Saturday 7 September 2024 – With a day at leisure stretching before us, it was obvious that we would go for a walk and Jane had discovered a self-guided walking route for us to follow. Hobart is an interesting city to walk around, as it’s the second-oldest capital city in Australia after Sydney, having been founded as a British colony in 1804 and settled as a penal colony by hard-bitten British and Irish convicts. There’s quite a lot of Georgian architecture from this convict era, and it makes for a very attractive place to wander round.

We are staying at the Henry Jones Art Hotel, more of which in a separate post, but it stretches for quite a long way along Hobart’s waterfront.

Outside it by the water, there are various statues: the “walk to freedom” – remembering the female convicts (and their children) who settled here;

and various references to Australian Antarctic exploration, for which Hobart was a centre.

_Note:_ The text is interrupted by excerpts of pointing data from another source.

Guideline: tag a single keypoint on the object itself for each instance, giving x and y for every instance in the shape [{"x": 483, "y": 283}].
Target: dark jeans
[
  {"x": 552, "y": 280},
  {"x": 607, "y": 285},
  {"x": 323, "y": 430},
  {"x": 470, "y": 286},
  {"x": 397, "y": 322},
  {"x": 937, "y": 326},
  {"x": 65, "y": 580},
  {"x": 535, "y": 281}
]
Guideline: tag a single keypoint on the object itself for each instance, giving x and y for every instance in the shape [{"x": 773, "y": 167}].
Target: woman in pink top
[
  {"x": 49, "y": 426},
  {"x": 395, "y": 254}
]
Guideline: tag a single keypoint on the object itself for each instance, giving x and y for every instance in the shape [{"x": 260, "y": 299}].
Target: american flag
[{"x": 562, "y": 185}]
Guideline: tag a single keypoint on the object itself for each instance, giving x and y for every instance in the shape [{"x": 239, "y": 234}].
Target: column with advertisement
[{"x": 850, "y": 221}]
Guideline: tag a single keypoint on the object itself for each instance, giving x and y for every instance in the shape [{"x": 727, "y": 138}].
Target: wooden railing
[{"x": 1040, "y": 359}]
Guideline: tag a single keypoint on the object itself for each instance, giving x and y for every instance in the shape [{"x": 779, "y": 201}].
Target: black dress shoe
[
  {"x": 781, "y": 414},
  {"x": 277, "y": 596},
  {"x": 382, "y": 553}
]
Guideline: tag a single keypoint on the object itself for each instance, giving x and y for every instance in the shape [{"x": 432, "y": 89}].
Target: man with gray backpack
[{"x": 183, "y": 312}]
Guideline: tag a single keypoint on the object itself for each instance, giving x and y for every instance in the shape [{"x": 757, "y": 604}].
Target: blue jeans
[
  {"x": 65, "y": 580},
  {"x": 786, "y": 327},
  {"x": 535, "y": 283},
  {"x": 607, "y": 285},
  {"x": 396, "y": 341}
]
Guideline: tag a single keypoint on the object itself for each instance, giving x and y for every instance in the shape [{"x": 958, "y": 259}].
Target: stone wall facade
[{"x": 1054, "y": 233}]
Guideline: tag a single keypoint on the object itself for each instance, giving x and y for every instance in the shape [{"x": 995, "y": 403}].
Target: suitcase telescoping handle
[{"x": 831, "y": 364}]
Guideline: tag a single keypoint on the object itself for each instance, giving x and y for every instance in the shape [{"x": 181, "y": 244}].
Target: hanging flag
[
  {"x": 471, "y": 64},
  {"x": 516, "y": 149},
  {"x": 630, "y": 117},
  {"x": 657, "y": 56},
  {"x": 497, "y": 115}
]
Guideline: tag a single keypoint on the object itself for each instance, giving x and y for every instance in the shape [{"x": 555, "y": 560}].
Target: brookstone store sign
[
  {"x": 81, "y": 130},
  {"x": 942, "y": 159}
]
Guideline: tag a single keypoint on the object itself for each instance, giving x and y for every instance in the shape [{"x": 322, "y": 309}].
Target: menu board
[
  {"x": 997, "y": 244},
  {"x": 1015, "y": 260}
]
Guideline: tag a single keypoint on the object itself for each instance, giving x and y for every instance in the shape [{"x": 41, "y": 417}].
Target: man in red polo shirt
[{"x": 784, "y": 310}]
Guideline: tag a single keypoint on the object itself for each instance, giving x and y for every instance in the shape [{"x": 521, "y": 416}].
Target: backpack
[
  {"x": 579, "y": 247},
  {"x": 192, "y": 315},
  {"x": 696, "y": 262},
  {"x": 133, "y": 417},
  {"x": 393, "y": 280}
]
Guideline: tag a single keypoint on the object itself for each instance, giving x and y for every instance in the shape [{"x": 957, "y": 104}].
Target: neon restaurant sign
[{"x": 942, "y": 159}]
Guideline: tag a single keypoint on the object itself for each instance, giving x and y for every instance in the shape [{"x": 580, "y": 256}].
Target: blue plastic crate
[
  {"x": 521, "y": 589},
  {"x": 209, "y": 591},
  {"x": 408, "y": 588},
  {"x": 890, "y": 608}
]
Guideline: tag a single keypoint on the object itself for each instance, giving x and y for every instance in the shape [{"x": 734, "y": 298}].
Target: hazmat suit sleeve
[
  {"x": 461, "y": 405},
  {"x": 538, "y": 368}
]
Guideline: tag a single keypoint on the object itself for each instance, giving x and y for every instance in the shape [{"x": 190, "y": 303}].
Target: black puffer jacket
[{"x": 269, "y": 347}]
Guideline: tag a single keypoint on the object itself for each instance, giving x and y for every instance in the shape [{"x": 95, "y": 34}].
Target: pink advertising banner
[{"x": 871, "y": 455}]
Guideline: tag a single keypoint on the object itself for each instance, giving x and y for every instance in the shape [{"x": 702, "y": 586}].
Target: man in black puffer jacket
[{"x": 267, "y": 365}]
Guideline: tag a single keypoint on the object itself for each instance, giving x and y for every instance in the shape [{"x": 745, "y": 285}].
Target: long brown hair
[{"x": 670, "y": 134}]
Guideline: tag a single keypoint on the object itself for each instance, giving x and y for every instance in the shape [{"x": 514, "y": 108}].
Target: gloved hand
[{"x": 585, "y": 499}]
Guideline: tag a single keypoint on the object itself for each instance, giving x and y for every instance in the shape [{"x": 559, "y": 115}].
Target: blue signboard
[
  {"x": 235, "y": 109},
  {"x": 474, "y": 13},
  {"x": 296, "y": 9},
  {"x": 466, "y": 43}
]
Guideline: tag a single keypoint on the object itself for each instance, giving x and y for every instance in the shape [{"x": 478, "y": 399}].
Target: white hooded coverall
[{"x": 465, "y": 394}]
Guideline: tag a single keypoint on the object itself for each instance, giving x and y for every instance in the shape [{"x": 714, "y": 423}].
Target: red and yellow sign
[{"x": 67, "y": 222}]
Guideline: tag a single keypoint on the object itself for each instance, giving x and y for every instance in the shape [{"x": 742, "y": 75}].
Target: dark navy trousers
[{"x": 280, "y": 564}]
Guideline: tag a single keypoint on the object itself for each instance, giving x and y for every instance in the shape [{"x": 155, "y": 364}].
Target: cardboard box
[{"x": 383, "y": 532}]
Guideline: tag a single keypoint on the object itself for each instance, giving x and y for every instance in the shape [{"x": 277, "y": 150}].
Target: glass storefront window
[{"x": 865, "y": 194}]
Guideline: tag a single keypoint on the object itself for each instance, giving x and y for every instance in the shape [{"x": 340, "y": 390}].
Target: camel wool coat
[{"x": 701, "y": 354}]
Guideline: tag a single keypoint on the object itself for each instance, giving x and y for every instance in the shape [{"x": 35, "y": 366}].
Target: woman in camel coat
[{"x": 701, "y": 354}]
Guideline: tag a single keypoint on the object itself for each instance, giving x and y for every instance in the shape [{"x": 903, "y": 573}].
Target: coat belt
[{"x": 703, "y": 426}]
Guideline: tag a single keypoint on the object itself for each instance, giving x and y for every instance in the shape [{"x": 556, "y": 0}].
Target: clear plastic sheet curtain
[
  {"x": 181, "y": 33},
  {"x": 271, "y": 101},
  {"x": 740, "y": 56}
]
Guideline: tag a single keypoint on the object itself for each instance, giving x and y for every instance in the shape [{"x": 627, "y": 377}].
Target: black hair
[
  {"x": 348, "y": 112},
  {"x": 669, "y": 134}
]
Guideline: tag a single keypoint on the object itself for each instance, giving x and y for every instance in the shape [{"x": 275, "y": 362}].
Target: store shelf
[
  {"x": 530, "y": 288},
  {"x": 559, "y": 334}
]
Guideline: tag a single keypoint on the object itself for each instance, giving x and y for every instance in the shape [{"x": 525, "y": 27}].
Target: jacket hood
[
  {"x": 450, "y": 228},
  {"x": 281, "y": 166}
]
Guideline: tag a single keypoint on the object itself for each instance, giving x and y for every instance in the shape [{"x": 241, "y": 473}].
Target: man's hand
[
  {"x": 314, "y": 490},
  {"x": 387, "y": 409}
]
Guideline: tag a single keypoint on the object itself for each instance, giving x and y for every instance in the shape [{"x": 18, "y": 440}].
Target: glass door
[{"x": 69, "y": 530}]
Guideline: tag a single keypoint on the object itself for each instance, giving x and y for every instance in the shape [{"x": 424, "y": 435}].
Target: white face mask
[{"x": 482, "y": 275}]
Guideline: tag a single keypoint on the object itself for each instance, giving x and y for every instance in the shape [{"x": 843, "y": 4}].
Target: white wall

The chap on the right above is Belgian-born explorer Louis Bernacchi, the first Australian to winter in Antarctica, and who accompanied Scott as chief scientist on one of his expeditions.

As is often the case in waterside cities, the waterfront area is attractive

with a selection of unusual boats, the purpose of which is not necessarily obvious.

The other side of the waterfront area from our hotel was given over, it being a Saturday morning, to the Salamanca street market, which is A Thing.

It is vast

and diverse, with stalls offering fresh and prepared foods, clothes and accessories of all kinds as well as a startling range of niche products.

It is clearly very popular – it was very crowded indeed, and so we headed out past it towards  Battery Point, which is set on a hill above the city. Its name stems from the fact that the first Battery was built there as part of Hobart’s coastal defences, and well stocked with arms and ammunition which, in the end, were never used in anger, just mainly for ceremonial salutes.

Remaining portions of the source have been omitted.